Apres 1 Moyen Age ou nos etreintes parentales semblent demeurer visibles et un age moderne qui voit se developper l’intimite, les m?urs actuelles se mettent en place on voit quelque trois siecles: les adultes se cachent Afin de coucher et les jeux sexuels entre bambins sont decourages. Comment apprend-on, aussi? Selon Freud, une fort grande curiosite sexuelle pousse les petits a se bricoler un connaitre via l’ensemble des moyens: «Leurs recherches peuvent etre facilitees par l’observation d’la copulation d’animaux, ou par claque de dormir dans la chambre des parents pendant la premiere annee.» Un siecle plus tard, l’information echangee avec des proches, Internet et l’education sexuelle ont commande le relais.

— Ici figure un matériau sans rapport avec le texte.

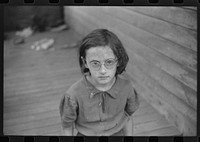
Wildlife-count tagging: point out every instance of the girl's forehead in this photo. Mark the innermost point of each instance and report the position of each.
(99, 53)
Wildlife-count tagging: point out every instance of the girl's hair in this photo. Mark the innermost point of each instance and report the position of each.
(103, 37)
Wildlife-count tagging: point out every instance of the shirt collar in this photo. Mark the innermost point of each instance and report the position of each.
(113, 91)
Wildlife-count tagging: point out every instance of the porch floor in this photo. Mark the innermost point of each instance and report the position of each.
(35, 80)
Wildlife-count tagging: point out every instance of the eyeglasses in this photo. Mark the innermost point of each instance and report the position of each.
(109, 64)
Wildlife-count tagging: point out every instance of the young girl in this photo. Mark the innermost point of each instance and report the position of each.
(102, 101)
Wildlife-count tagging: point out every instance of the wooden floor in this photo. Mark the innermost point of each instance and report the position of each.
(34, 82)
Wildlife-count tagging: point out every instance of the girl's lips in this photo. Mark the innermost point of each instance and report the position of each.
(103, 77)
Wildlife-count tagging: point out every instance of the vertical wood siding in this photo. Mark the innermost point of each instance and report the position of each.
(162, 46)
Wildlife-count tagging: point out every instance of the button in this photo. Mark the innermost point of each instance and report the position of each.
(91, 95)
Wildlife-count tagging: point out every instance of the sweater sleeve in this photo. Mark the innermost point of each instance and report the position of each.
(132, 103)
(68, 110)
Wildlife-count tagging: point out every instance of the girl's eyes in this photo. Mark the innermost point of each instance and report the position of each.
(95, 63)
(109, 62)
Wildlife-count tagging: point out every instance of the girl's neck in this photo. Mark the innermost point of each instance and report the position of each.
(103, 87)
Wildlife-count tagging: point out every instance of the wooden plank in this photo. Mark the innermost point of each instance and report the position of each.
(170, 49)
(170, 111)
(174, 86)
(160, 123)
(156, 58)
(175, 15)
(177, 34)
(166, 131)
(162, 93)
(190, 7)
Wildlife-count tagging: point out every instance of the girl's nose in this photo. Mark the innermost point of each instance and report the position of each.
(102, 69)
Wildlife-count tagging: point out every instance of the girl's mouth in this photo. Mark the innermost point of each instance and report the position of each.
(103, 77)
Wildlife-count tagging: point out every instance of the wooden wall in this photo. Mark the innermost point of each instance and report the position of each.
(162, 46)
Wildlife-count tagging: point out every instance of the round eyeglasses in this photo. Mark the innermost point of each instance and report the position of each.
(109, 64)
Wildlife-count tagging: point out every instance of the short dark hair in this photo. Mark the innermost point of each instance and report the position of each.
(103, 37)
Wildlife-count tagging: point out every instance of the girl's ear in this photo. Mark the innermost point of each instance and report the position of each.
(84, 62)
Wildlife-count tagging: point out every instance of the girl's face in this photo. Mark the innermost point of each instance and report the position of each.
(102, 64)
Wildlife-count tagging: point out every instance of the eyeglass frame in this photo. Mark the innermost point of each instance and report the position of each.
(100, 64)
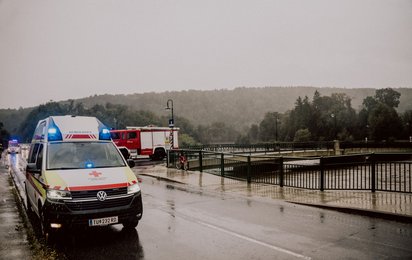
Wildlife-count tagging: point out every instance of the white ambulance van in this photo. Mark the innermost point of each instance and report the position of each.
(76, 176)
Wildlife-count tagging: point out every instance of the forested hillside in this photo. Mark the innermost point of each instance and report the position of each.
(200, 112)
(239, 107)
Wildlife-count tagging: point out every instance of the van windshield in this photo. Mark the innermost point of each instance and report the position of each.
(79, 155)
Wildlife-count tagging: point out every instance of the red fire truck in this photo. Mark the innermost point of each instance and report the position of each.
(151, 141)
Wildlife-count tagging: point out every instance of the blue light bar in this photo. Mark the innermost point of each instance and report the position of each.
(89, 164)
(104, 132)
(53, 133)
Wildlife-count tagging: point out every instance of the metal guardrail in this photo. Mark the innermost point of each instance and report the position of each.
(372, 171)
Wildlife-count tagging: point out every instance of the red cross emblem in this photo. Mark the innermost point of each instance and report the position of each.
(95, 173)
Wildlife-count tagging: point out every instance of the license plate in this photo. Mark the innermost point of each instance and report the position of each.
(103, 221)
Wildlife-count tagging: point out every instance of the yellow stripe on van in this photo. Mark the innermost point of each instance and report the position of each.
(131, 178)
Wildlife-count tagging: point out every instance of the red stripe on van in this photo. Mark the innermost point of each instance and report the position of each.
(99, 187)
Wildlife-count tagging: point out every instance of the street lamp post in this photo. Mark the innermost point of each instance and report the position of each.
(334, 121)
(171, 121)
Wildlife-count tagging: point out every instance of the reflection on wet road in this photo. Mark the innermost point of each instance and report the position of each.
(192, 222)
(182, 222)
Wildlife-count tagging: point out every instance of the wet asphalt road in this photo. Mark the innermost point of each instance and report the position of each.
(185, 222)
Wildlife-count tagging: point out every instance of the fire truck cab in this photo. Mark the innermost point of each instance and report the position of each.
(76, 176)
(149, 141)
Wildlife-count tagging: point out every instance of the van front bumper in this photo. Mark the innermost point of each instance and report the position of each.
(78, 213)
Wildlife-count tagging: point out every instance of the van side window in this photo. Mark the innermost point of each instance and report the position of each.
(33, 153)
(131, 135)
(39, 161)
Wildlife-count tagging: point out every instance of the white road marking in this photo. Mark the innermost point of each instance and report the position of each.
(255, 241)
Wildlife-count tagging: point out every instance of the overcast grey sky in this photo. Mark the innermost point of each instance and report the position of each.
(57, 50)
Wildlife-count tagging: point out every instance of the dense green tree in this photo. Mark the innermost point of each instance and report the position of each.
(383, 121)
(388, 97)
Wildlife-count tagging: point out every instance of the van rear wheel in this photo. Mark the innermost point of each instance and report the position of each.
(46, 231)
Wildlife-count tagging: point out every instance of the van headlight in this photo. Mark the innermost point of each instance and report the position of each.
(132, 189)
(59, 195)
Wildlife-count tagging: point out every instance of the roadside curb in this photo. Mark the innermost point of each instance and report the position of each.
(358, 211)
(162, 178)
(349, 210)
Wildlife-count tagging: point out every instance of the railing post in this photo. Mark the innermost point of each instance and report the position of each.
(168, 158)
(248, 176)
(373, 173)
(281, 177)
(222, 165)
(322, 174)
(200, 161)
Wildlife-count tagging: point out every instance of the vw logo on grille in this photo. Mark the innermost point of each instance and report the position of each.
(101, 195)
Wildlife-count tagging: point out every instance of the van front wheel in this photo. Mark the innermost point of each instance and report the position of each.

Faut-il se rejouir ou s’inquieter de votre tournant? Le questionner, est-ce s’engager via une pente glissante? Les observations rassemblees par Lawrence Josephs peuvent-elles alimenter des pensees dangereuses? Reponse en trois mouvements. D’une part, les certains etudes proposees indiquent, contrairement a votre qu’avancait Freud, que le fait d’assister a Notre «scene primitive» – une relation sexuelle entre ses parents – n’est pas, en tant que tel, votre evenement traumatisant. C’est «le schema des relations familiales» qui determine «les reactions a l’experience», note Josephs. D’autre part, il demeure avere que l’exposition des enfants a la sexualite parentale reste traumatisante si l’enfant est converti par les adultes en objet de desir et de plaisir. Enfin, releve le chercheur, «il ne s’agit pas de promouvoir un romantisme naif a propos du developpement psychosexuel humain», comme si «la prehistoire etait 1 paradis perdu», mais plutot «de souligner la necessite de recherches supplementaires»: on veut savoir d’ou on vient et ou on va.